S&P warned last week it may downgrade Greece's government debt by one or two notches within a month, citing risks to economic growth that will make it harder for the government to reduce the fiscal gap.
"The political standing of this government is still very high, if recent polls are to be believed," David Beers, S&P's global head of sovereign ratings, told Reuters on the sidelines of a conference.
"We were fairly clear to the market... and that would still, if current trends continue, mean we are less pessimistic than the market is on how this story will evolve."
Australian five-year and the seven-year interest rate swaps rose by 5 to 7 basis points on the comments. "Those headlines give risky assets a little bit of bid and therefore we saw yields move a little higher at close," said JPMorgan interest rate strategist Sally Auld.
S&P rates Greece 'BBB+', or two notches above the lowest investment grade, with a negative outlook.
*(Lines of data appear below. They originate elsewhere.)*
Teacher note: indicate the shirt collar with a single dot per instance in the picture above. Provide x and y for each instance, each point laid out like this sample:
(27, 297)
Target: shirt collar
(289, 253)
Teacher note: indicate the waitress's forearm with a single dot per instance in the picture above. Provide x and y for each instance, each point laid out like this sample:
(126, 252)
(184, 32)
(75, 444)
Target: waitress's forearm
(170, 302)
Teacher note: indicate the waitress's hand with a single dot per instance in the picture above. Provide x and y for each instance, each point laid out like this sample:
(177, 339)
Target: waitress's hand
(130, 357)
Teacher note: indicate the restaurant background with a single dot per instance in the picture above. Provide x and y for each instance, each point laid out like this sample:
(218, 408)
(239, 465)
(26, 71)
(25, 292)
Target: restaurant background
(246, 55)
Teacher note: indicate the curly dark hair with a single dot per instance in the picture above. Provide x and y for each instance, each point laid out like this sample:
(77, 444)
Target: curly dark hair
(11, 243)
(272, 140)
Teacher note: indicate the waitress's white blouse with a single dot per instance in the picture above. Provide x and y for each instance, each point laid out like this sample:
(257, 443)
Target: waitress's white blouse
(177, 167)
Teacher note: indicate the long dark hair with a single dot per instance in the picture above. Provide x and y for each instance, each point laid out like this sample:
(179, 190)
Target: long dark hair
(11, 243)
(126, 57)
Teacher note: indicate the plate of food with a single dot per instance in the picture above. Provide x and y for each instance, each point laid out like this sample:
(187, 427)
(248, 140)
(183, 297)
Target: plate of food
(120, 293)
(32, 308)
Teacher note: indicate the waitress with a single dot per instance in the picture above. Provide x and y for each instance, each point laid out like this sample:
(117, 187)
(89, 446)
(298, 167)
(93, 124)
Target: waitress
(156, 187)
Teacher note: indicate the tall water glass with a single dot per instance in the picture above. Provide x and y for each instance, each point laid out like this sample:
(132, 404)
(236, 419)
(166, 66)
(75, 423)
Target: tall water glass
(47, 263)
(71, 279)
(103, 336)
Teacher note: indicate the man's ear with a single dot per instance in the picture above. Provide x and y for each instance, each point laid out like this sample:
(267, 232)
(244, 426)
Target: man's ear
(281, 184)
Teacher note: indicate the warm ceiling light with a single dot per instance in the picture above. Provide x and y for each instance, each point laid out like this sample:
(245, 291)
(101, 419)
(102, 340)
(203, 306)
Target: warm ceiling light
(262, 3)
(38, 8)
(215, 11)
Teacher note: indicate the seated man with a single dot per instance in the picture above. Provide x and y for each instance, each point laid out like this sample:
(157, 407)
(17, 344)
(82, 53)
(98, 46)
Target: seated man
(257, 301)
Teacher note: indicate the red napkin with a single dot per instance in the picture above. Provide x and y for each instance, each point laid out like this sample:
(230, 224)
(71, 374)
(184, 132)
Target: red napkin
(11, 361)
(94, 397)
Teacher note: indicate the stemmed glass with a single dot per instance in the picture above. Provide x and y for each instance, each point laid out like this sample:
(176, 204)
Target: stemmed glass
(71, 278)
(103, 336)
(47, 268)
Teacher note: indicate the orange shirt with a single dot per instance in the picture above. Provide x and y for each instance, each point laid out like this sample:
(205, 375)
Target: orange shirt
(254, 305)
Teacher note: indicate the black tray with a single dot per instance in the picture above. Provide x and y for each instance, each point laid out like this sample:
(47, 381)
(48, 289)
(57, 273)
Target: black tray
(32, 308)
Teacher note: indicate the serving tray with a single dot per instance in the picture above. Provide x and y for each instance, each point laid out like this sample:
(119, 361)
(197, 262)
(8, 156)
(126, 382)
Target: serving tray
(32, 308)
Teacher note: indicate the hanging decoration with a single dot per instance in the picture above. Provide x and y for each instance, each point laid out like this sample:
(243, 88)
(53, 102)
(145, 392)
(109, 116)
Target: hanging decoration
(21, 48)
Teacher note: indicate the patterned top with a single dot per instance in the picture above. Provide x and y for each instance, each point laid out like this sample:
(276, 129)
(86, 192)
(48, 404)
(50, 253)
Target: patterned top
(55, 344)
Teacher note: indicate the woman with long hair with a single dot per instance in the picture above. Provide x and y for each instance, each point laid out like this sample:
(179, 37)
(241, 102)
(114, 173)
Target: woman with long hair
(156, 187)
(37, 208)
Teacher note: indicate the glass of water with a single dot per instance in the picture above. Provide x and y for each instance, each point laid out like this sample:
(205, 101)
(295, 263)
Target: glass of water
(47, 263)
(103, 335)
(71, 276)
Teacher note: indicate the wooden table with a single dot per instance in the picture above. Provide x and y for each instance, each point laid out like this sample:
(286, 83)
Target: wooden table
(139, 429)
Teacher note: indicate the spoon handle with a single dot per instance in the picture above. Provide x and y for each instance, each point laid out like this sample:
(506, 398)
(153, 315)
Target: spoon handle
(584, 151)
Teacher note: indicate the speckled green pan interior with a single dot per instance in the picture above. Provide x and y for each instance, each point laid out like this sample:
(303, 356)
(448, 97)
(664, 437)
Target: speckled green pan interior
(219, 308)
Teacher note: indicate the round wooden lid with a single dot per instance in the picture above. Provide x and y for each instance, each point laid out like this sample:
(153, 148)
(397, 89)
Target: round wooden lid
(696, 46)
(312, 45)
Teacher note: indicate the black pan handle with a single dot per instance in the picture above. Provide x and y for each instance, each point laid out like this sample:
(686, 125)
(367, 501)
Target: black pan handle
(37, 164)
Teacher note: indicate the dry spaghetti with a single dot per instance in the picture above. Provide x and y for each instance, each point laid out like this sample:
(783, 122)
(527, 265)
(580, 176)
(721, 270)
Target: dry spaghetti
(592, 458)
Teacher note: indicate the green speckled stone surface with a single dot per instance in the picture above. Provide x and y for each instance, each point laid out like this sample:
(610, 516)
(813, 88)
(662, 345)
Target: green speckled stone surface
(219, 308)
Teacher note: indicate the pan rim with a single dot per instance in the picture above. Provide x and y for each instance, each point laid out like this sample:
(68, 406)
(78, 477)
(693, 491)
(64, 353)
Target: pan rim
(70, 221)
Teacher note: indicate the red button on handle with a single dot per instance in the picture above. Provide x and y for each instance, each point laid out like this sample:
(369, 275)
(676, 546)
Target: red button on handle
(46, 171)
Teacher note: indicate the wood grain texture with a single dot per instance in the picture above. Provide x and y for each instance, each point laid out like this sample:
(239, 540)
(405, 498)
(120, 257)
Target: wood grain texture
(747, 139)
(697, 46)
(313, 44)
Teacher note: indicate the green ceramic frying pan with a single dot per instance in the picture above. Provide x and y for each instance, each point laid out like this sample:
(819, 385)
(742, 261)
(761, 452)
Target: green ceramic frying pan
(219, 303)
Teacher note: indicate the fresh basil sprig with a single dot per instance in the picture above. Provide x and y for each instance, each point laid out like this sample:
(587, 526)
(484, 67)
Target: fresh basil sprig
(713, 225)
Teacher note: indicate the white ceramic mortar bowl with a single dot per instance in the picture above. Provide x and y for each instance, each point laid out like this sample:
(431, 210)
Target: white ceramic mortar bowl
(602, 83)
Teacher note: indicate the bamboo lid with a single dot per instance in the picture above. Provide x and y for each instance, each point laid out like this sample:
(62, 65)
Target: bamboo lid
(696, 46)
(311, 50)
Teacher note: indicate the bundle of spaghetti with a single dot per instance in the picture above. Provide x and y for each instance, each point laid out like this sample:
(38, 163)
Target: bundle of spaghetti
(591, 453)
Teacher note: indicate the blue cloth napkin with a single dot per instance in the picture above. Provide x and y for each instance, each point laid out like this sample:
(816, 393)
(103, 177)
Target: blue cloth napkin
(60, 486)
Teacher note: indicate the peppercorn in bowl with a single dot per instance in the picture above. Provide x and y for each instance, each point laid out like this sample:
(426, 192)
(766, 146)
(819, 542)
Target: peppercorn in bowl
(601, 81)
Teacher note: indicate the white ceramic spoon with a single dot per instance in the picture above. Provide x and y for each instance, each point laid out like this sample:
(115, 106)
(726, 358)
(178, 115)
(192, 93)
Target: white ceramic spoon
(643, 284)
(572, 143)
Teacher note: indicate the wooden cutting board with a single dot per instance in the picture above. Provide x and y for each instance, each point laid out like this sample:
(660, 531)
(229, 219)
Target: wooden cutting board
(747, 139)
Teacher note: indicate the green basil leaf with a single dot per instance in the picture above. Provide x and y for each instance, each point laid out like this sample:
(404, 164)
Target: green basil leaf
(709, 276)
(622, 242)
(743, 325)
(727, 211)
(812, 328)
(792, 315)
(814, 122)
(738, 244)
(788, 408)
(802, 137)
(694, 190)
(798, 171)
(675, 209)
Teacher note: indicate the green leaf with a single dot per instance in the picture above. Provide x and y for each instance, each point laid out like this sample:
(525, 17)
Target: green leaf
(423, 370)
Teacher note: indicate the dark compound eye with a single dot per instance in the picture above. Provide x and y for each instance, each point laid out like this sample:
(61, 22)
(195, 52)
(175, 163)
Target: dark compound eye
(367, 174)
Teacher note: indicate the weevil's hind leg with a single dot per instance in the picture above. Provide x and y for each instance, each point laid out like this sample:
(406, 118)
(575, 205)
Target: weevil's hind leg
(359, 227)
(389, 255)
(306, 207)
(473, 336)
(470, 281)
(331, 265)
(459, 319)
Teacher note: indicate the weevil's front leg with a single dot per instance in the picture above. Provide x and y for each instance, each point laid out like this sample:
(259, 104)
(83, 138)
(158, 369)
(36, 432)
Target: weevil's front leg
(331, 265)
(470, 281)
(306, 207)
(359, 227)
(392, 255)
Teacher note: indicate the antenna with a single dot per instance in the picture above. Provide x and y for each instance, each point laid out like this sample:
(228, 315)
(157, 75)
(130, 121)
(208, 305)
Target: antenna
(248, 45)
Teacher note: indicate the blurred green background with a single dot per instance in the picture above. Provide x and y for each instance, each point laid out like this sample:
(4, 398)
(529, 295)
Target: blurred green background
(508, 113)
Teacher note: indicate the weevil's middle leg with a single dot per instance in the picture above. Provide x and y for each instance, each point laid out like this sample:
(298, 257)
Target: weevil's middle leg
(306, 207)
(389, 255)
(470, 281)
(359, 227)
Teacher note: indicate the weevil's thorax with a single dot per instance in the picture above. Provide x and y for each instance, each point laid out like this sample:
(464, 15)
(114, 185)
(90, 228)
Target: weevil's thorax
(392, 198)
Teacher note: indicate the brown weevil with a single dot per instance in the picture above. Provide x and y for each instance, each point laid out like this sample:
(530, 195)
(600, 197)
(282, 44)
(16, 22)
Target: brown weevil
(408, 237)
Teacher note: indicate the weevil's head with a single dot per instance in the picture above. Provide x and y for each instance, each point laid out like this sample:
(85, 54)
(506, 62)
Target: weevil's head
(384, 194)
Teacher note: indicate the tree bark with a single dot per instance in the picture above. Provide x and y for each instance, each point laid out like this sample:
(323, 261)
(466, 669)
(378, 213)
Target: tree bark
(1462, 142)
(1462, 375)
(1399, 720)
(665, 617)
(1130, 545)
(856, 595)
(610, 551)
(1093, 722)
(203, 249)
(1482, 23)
"Our key conclusion is that even if the current fiscal challenges can be overcome, the window is beginning to close on tackling the bigger risks to creditworthiness from population ageing," Beers told the investment conference. Of the other troubled European economies, Spain is rated 'AA+', Ireland is 'AA', while Italy and Portugal 'A+'.
Asked to comment on a probe on Indonesia's top policymakers – Finance Minister Sri Mulyani Indrawati and Vice President Boediono – and its impact on the sovereign rating, Beers said "the direction of the credit story is not dependent on two individuals".
"We think the political system is reasonably strong." Indonesia has been a star performer among emerging markets in the past year, due to strong fundamentals, thriving consumption, but also crucially because of investor hopes that President Susilo Bambang Yudhoyono would press ahead with reforms.
Greece must help itself first: EU
Greece must restore a balance between its spending and revenues before it can think of getting any foreign assistance, European Energy Commissioner Guenther Oettinger said yesterday.
But Oettinger also hinted at the possibility for foreign support for Greece. "There are considerations for a lot of things," he said. Oettinger, who is a member of Chancellor Angela Merkel's Christian Democrats, said Greece must not expect help from third parties until it does its own homework.
"The government has to first achieve a balance between its income and expenditures," he said.